As the analysis of all molecular markers depends on sample preparation, the use of another sample preparation before analysis could lead to differences. As described above, e.g. longer incubation steps for bone decalcification or increased wash steps prior to DNAm analysis might lead to ‘wash-away’ effects and change cell type composition. Furthermore, blood cells in small capillaries and the remaining bone marrow cannot be excluded as trabecular bone was not removed.

Technical challenges

The data used for model development are based on D-Asp, Pen and DNAm analysis and technical variation has to be considered. Within this study, standardized methods were used for all samples to harmonize analysis over all three datasets. Technical variation was reduced to a minimum by using enough material e.g. to allow a DNA input of at least 10 ng in the PCR, reducing stochastic variation. Nevertheless, as shown especially for the decomposed individuals, that was not always possible. Furthermore, the harsh process of bisulfite conversion increases DNA degradation with a higher impact on DNAm analysis in case of already pre-degraded samples. These effects remain a challenge in case of DNAm analysis from degraded and low DNA amounts increasing stochastic variation during DNAm analysis.

In case of protein analysis, technical variation can also arise by a too low powder amount (optimal amount in our study was identified with 20 mg) for a sufficient signal quantity for evaluation. Furthermore, the technical threshold for detection of the protein accumulation resulted e.g. in detection challenges for the Pen accumulation in minors. More sensitive methods might be help in the future to overcome that problem.

Model development and evaluation

The presented models and results are based on the choice of six CpG sites, two protein markers and ridge regression as underlying mathematical model. The included CpG sites showed age-dependency, and the mathematical model showed suitability, however the use or addition of other sites and optimization of the mathematical model might be able to improve the model.

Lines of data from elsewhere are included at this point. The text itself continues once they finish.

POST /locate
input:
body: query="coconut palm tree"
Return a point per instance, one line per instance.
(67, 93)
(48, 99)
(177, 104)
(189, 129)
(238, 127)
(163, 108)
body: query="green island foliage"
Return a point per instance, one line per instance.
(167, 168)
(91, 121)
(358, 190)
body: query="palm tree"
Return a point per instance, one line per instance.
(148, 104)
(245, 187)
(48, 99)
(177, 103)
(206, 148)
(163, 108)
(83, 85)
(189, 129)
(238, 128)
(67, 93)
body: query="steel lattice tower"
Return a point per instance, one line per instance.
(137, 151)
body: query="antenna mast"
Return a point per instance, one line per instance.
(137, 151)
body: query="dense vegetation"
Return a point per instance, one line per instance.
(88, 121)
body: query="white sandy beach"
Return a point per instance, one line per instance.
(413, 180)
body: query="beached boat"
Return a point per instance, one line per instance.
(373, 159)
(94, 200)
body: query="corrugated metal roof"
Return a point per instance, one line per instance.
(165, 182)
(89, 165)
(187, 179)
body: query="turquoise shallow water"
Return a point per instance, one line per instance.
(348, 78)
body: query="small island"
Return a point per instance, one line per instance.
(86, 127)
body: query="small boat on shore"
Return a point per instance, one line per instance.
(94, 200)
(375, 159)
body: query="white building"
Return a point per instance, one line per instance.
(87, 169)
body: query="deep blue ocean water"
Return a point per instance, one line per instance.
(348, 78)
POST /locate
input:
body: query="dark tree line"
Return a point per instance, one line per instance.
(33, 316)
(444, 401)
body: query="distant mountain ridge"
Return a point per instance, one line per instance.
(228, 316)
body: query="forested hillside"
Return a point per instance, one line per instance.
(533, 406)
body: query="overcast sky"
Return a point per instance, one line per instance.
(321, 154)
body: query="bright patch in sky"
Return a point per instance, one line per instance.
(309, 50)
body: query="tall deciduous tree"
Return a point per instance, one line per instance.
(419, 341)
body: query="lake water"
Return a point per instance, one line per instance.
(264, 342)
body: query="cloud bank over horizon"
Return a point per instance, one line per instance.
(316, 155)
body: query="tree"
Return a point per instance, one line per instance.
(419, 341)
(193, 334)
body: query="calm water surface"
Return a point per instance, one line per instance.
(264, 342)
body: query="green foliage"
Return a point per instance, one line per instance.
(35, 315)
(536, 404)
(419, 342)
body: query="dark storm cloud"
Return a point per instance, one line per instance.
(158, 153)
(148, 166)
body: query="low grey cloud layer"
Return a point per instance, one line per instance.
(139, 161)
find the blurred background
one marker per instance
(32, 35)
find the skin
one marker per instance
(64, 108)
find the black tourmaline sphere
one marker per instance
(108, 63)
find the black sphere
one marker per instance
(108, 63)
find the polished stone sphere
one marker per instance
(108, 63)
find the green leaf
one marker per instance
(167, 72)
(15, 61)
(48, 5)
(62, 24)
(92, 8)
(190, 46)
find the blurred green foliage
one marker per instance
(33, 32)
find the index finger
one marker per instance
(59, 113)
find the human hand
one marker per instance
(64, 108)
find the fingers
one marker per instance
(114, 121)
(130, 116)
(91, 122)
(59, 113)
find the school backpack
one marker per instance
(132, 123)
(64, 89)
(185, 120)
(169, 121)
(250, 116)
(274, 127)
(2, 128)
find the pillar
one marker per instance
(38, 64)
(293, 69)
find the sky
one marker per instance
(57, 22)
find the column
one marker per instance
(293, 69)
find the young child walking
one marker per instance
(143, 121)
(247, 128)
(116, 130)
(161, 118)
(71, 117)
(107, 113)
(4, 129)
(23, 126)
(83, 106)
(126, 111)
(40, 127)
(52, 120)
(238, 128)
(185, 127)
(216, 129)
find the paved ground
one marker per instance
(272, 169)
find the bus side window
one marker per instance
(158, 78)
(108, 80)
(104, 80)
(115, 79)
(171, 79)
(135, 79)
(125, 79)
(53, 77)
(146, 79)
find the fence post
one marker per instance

The models developed during this study are based on samples from deceased individuals and therefore limited in material available, leading to a model excluding individuals under 18 years of age. This decision was made to exclude a bias due to imbalance of number of individuals per age category and in addition due to the fact, that the interpretational threshold did not allow a reliable quantification of the Pen amount for all individuals under the age of 18 years. Within the study, sex balance between females and males as well as equal balance over the whole age group could not be completely achieved. A potential impact of the sex needs further consideration and deeper analysis with more samples. Furthermore, the composition of dataset 3 including individuals with signs of decomposition is biased toward a higher age due to the circumstance that younger individuals are less often found in a (highly) decomposed state. Further collection of samples of specific ages and decomposition state could help to improve model building in the future.

Conclusion

In summary, molecular age prediction on skull bone is possible across all parameters examined. The DNAm-only model (6 CpGs) provided the best results. The protein-based parameters D-Asp and Pen yield (in the here analyzed total protein samples) weaker results than DNAm using univariate models; however, it should be noted that the “single” DNAm molecular clock model is based on 6 CpGs. An approach to more reliable results based on protein parameters could be the implementation of protein purification; the development of viable methods for protein purification could enable significantly more precise age diagnoses. By combining the parameters in postmortem age prediction in which decomposition results in an additional layer of variability biological material, age prediction models including multiple molecular clocks could provide improved accuracy due to the inclusion of independent parameters. Further research is needed to investigate in depth if the combination can compensate internal and external factors that influence single molecular clocks.